Gemessen an diesen Grundsätzen hat die Kammer bereits Bedenken, ob zum Zeitpunkt der Beschlussfassung ein hinreichender Anfangsverdacht gegen den Beschuldigten vorlag. Zwar lässt die ermittelte Email-Adresse durchaus den Schluss auf den Beschuldigten zu. Dass nur er ausschließlich Zugriff auf diesen Email-Account hatte, geht aus den Ermittlungen jedoch nicht hervor. Es erscheint nicht fernliegend, dass auch andere Familienmitglieder die benannte Email-Adresse hätten nutzen können, zumal die Email-Adresse ausweislich der Auskunft des zuständigen Providers an die Kundenkennung der Mutter des Beschuldigten vergeben war.
Mit Rücksicht auf den daher allenfalls geringen Tatverdacht ist die beantragte Durchsuchung im vorliegenden Fall nicht mehr als verhältnismäßig anzusehen. Anhaltspunkte dafür, dass eine Durchsuchung noch zum Auffinden von Beweismitteln hätten führen können, lagen zum maßgeblichen Zeitpunkt des Erlasses der Durchsuchungsanordnung nicht vor. Gegen die Auffindewahrscheinlichkeit spricht bereits der erhebliche Zeitablauf: Die maßgeblichen Videodateien wurden am 19. September 2021 hochgeladen, mithin zweieinhalb Jahre vor dem Erlass des Durchsuchungsbeschlusses.
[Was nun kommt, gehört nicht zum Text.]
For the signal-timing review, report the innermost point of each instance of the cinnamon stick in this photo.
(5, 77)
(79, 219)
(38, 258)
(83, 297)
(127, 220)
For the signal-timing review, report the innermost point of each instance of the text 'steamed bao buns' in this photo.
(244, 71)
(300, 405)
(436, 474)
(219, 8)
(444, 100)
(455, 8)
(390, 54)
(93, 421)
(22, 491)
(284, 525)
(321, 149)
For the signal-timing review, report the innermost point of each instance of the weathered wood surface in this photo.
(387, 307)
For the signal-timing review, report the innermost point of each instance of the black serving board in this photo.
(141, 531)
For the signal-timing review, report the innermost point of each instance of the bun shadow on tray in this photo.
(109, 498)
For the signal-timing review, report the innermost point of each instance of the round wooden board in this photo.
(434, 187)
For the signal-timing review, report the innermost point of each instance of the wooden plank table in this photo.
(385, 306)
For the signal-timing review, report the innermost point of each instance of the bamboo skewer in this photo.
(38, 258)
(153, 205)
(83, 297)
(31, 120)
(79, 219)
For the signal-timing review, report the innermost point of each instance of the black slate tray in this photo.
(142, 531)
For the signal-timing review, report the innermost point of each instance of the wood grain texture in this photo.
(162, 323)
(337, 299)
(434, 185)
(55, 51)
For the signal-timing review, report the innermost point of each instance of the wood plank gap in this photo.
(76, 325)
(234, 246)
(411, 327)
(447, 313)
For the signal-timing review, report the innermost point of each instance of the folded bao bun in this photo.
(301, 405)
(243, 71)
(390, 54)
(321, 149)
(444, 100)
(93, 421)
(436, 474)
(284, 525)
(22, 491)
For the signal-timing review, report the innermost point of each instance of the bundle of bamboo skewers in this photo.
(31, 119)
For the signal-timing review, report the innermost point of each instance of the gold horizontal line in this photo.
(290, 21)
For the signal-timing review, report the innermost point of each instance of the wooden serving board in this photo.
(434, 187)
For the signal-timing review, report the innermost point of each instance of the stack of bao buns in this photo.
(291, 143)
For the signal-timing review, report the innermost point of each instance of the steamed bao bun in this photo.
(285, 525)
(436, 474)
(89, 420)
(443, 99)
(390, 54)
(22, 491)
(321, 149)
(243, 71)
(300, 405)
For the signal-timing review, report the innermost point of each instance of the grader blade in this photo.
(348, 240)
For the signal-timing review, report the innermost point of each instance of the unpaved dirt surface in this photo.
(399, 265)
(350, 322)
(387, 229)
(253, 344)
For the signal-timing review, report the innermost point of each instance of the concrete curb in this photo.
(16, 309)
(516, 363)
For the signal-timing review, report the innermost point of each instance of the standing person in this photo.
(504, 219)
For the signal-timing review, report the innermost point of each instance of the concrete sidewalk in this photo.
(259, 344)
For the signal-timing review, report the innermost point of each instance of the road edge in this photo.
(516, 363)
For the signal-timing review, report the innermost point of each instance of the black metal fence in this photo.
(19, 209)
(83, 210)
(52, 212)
Dafür, dass der Beschuldigte noch weiteres kinderpornographisches Material besessen hat, gibt es keine hinreichenden Anhaltspunkte. Dagegen spricht, dass seit dem 31. Oktober 2022, dem Datum des „CyberTipline Reports“ des NCMEC, keine weiteren Auffälligkeiten des bislang auch nicht vorbestraften Beschuldigten dokumentiert sind. Das Amtsgericht hatte hierzu in dem angegriffenen Beschluss lediglich aufgeführt, dass „davon auszugehen“ sei, „dass der Beschuldigte nach wie vor im Besitz der benannten Inhalte ist“. Angaben dazu, aufgrund welcher Umstände das Amtsgericht zu diesem Schluss gekommen ist, werden nicht mitgeteilt und sind nicht ersichtlich.
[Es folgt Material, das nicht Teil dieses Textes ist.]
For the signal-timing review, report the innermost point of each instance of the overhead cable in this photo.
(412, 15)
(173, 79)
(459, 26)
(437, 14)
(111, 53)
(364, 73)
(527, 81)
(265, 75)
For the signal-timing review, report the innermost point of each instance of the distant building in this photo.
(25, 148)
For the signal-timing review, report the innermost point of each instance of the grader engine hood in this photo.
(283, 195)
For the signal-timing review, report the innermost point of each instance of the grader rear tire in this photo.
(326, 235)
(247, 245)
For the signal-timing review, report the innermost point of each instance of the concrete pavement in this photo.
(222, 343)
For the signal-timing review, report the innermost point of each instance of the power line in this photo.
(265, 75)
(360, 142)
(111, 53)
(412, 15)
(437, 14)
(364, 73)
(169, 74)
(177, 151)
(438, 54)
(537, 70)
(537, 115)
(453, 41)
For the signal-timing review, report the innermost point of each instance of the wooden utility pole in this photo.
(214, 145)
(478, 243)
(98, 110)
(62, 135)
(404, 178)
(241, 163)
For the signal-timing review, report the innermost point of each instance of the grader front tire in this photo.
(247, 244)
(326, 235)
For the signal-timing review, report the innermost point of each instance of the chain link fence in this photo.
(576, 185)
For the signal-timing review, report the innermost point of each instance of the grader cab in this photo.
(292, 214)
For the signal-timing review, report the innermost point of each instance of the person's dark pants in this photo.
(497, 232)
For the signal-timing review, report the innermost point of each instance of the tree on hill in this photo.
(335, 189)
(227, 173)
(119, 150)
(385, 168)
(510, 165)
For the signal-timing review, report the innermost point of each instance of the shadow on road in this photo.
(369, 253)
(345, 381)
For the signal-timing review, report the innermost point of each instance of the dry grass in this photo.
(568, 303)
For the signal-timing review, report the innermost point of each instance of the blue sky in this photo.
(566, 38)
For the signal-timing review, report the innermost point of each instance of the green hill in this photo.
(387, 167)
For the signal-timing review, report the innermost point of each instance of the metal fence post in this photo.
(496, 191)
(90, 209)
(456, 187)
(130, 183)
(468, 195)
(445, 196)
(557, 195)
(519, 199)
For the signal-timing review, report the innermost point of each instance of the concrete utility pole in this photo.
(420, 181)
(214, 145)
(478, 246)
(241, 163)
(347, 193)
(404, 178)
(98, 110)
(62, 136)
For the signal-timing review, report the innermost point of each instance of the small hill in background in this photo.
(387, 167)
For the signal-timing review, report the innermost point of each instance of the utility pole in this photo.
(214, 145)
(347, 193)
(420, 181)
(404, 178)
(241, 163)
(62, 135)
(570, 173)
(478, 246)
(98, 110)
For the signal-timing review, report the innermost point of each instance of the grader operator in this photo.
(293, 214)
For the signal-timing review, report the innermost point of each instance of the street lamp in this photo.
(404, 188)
Lediglich klarstellend weist die Kammer darauf hin, dass die Rechtswidrigkeit der Durchsuchungsanordnung im vorliegenden Fall nicht die Rechtswidrigkeit der Durchsuchung der Wohnung des Beschuldigten in der pp. Straße pp. zur Folge hat. Diese erfolgte nicht auf der Grundlage des Durchsuchungsbeschlusses vom 26. März 2024, da dieser sich auf die Wohnung in der pp. bezog. Die Durchsuchung in der pp. wurde ausweislich des Durchsuchungsberichts des Kriminalbeamten pp. durch den Beschuldigten freiwillig gestattet.“
Die Staatsanwaltschaft hat dann noch Gegenvorstellung erhoben, sich aber beim LG im LG Halle, Beschl. v. 15.11.2024 – 4 Qs 13/24 jug – eine Abfuhr geholt, denn:
Gegenvorstellungen gegen gerichtliche Entscheidungen, welche nicht mehr mit einem Rechtsmittel angefochten werden können, sind grundsätzlich ausgeschlossen.